According to the U.S. military publication Stars and Stripes of Aug. 17, some 30,000 U.S. and 50,000 south Korean troops were mobilized for the “war games,” which the U.S. had the gall to describe as “non-provocative.”
Having 80,000 combat forces practice war against their country, and the DPRK is supposed to just take it lying down?
Such a claim of innocence is preposterous, especially given the horrible and tragic history of the 1950-53 U.S. war against the Korean people, in which the Pentagon tried to completely obliterate the socialist north. Only the most craven apologists for imperialism — read almost the entire U.S. corporate media establishment — could swallow such a lie and then regurgitate it to the public.
Certainly the DPRK took it seriously.
The current president in south Korea is Park Geun-hye, daughter of Gen. Park Chung-hee, a military dictator who ruled the south from 1961 to 1979, after seizing power in a coup with U.S. blessing.
There is widespread opposition in the south to the right-wing grouping now in power. This could be seen last year when protests erupted over the role of government corruption in the unsafe conditions on a passenger ferry that sank, killing 304 people, most of them high school students.
The reactionary government in Seoul, which is totally subservient to the dictates of the U.S. and its continued military occupation of southern Korea, prepared for the “war games” by planting huge banks of loudspeakers on the edge of the demilitarized zone (DMZ) that separates the two halves of the Korean nation and started blasting hostile and insulting propaganda toward the north.
‘An open act of war’
The DPRK reacted by calling an emergency enlarged meeting of the Central Military Commission of the Workers’ Party of Korea — the political party that has led the DPRK since 1946.
A press release from the country’s U.N. mission issued Aug. 21 read: “Psychological warfare against the DPRK is, in essence, an open act of war against it. In this regard, the General Staff of the Korean People’s Army on Aug. 20 sent an ultimatum to the south Korean puppet Ministry of Defense that a strong military action would be launched at once unless it stops the anti-DPRK broadcasting for psychological warfare and removes all psywar means within 48 hours. …
“The meeting discussed the measures to convert the party and power bodies, working people’s organizations, state security, people’s security and judicial and prosecution organs, factories, enterprises, cooperative farms and other units in the relevant areas into the semi-war system as the semi-war state has been declared in the area along the front. It also set forth the duties and tasks of officials in charge of external affairs to fully lay bare the truth about the prevailing situation caused by the enemies’ undisguised and surprise aggression.”

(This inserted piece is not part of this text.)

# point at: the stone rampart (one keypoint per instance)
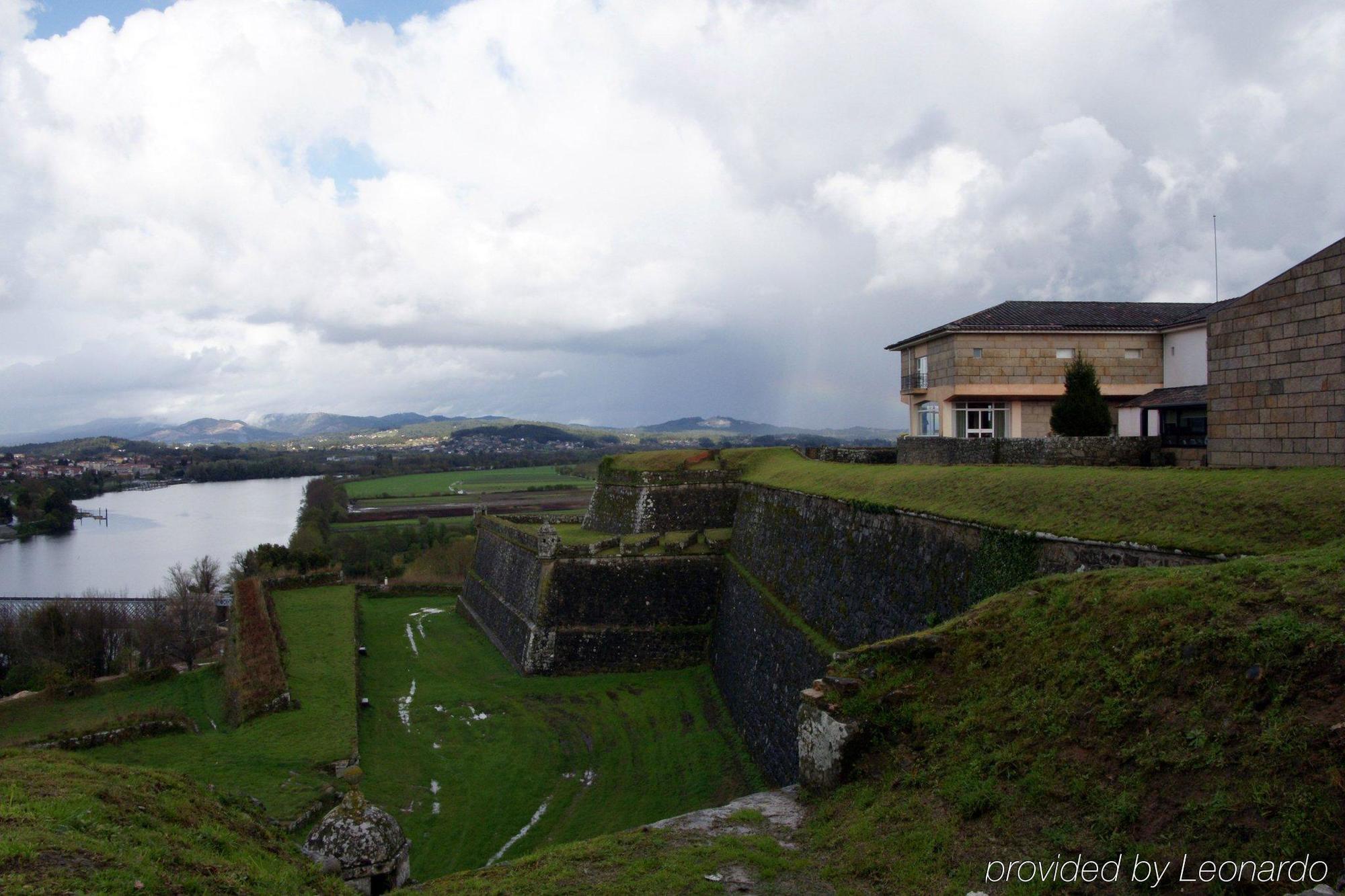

The people were organized and prepared in case of war. The DPRK moved troops closer to the DMZ and reoriented other defense units.

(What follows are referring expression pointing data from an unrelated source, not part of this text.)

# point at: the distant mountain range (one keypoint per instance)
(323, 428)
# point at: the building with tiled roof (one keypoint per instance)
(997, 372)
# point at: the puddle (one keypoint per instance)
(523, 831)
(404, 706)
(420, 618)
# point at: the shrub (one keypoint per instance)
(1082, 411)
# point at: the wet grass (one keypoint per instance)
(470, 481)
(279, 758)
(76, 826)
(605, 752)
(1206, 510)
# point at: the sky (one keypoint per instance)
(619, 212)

It seemed as though real war could be imminent under cover of U.S.-led “war games.”
But this strong response by the DPRK and its young leader, Kim Jong Un, brought results. Within a day a meeting was held at Panmunjom, where a building straddles the DMZ and has been used ever since the 1950s for meetings between the two sides.
As of this writing, the regime in south Korea has agreed to dismantle its offensive and provocative loudspeakers and the crisis appears to have been forestalled. But the U.S.-led war exercises are continuing and the DPRK is maintaining its vigilance.